Reports stated it was a TU-22M3--to us, a Backfire bomber/recce plane. Swingwing, and supersonic capable. That is a huge airplane, almost 2/3rds the size of a B-1B. And notably, it is an Air Force type plane. A carrier plane is stressed to land without flaring at up to a design descent rate. If you are used to looking at carrier landings, then this one doesn't seem too abnormal.
It looked like they suffered a tailstrike. If they did, then it would be more likely that it was mishandling by the crew or a blind approach instrumentation problem that caused the breakup.
One source was reporting it was a 30 year old airframe. The last one off the line would be 22 years old if published records are correct. That kind of detail may--or may not--be true, and may not really be relevant. Depends on the design life and maintenance. It was notoriously bad during the Soviet years. The Russians have been upgrading these recently. The M3 is current, I believe, and they plan to do a bunch of them.

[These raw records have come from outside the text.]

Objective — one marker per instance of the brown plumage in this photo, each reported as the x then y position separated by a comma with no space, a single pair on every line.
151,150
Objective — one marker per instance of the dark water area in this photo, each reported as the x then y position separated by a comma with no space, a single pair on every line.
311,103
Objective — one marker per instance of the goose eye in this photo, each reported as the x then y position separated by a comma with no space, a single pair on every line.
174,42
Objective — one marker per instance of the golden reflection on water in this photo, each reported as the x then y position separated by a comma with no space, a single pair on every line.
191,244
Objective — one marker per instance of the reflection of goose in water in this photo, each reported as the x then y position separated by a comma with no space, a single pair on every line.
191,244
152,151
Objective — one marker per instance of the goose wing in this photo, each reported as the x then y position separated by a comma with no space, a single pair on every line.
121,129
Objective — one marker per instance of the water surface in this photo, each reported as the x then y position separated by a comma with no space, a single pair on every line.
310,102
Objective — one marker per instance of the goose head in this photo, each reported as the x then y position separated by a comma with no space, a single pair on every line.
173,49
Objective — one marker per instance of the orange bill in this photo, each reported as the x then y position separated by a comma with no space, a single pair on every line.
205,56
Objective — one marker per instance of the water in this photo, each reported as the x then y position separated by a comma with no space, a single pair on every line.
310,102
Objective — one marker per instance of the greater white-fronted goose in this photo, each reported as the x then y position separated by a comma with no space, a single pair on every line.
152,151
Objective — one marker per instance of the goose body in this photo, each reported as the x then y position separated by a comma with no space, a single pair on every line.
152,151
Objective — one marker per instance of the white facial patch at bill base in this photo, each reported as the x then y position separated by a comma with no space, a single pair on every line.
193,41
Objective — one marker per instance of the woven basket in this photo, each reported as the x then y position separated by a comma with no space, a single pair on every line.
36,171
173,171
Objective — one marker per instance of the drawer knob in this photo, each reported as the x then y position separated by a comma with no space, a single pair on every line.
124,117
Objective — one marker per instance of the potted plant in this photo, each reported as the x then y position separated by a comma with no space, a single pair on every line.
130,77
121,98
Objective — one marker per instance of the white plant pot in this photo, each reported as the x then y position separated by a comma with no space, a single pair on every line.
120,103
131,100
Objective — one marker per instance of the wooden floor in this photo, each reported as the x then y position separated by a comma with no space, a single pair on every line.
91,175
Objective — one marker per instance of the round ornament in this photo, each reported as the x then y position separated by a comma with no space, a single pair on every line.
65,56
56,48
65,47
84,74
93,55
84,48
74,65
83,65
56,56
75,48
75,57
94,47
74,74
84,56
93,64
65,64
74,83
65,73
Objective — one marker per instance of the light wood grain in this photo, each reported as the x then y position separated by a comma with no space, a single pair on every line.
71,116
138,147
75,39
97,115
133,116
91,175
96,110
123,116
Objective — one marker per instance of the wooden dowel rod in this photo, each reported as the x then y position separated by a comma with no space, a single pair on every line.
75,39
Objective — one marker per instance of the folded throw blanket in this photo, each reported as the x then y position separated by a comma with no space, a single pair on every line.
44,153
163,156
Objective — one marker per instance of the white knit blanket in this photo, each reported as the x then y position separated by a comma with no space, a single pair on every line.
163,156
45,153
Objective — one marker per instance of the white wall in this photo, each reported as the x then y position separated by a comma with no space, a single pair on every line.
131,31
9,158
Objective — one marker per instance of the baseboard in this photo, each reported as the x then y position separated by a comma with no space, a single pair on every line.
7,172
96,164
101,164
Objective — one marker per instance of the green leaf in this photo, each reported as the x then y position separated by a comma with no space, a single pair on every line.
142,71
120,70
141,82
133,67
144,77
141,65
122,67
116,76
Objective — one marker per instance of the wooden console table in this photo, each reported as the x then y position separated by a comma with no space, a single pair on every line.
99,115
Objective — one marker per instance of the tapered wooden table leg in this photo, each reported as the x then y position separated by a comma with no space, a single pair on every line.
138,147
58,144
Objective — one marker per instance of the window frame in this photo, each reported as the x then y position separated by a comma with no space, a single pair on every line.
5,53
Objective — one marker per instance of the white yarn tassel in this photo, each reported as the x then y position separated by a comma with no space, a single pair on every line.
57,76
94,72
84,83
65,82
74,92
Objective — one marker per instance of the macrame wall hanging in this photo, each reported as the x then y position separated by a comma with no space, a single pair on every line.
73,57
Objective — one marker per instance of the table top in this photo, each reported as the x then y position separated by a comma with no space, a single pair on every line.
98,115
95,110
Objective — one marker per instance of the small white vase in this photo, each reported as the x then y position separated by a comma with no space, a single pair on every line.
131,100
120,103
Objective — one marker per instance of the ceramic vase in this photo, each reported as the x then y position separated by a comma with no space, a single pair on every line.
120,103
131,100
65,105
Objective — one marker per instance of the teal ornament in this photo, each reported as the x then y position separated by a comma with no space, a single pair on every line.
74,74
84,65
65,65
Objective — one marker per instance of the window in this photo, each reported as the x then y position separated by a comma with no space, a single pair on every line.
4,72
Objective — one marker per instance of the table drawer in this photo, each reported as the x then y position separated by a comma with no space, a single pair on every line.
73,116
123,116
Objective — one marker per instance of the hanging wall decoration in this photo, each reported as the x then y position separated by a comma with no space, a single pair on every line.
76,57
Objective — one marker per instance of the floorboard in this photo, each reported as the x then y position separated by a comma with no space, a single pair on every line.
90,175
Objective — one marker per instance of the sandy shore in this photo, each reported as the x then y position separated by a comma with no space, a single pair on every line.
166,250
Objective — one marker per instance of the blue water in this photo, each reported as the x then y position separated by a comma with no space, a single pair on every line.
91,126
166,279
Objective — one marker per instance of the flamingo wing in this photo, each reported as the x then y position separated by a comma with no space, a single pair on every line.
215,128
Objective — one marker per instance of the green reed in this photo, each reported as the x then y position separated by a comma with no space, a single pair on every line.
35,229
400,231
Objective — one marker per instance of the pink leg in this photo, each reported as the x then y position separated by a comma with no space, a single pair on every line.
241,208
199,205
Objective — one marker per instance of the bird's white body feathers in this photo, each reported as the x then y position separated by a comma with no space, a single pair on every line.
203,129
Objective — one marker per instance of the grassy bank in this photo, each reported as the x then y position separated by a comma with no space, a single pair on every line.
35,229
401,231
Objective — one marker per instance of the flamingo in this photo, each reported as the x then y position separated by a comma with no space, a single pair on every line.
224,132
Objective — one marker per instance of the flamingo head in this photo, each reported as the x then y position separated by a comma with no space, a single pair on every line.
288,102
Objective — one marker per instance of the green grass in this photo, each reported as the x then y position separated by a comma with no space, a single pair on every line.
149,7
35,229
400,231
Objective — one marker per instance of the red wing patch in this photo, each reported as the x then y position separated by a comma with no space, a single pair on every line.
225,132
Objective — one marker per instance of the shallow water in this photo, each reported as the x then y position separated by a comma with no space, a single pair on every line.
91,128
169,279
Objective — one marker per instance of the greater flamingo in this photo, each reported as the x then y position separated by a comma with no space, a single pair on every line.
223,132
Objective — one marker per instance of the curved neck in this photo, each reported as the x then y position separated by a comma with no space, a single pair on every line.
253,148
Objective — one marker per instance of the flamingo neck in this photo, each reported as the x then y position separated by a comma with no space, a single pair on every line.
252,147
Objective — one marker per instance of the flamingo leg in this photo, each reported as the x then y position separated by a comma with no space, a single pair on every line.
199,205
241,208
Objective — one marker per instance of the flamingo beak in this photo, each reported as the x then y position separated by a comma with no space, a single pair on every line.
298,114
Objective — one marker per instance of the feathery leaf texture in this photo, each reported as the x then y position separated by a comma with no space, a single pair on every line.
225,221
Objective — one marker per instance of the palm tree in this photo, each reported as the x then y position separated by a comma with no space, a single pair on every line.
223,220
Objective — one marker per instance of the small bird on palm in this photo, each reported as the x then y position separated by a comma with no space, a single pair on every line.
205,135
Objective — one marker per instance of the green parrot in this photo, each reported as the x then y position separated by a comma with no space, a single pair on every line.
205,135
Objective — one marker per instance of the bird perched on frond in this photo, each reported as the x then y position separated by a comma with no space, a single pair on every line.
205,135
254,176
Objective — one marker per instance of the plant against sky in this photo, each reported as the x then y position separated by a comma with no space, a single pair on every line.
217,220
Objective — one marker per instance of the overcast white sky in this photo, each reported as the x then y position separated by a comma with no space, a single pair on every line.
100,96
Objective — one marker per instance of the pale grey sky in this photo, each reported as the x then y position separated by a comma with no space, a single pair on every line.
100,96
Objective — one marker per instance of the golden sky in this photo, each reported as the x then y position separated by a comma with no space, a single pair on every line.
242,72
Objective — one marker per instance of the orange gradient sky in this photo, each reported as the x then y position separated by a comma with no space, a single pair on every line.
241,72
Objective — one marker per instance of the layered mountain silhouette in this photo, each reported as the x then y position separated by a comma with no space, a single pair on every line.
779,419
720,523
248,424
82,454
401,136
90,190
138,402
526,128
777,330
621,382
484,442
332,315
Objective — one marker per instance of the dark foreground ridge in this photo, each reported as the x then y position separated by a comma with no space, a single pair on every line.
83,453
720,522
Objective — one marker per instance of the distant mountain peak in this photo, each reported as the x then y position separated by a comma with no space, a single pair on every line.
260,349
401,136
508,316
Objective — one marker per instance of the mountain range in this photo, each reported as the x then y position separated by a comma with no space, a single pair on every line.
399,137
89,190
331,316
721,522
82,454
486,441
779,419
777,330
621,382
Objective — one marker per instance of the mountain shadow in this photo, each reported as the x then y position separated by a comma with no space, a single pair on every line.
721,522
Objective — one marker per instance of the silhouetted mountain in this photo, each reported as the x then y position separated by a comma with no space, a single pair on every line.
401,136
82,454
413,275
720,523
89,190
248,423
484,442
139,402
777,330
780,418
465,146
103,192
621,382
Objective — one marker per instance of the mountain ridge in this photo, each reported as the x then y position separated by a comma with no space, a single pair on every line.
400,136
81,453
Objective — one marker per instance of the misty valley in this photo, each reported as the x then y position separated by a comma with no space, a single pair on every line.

Really lousy weather. Not just heavy fog and low visibility--with all that snow on the ground there would be little to no contrast. I can't imagine attempting this, but professional pilots do. These aircraft have a recent history of overrunning runways. On a snow and ice covered runway, you don't flare and tippy-toe, you plant it and try to keep it from overrunning. Still, it looked like the pilot rotated, but had not arrested the descent at all.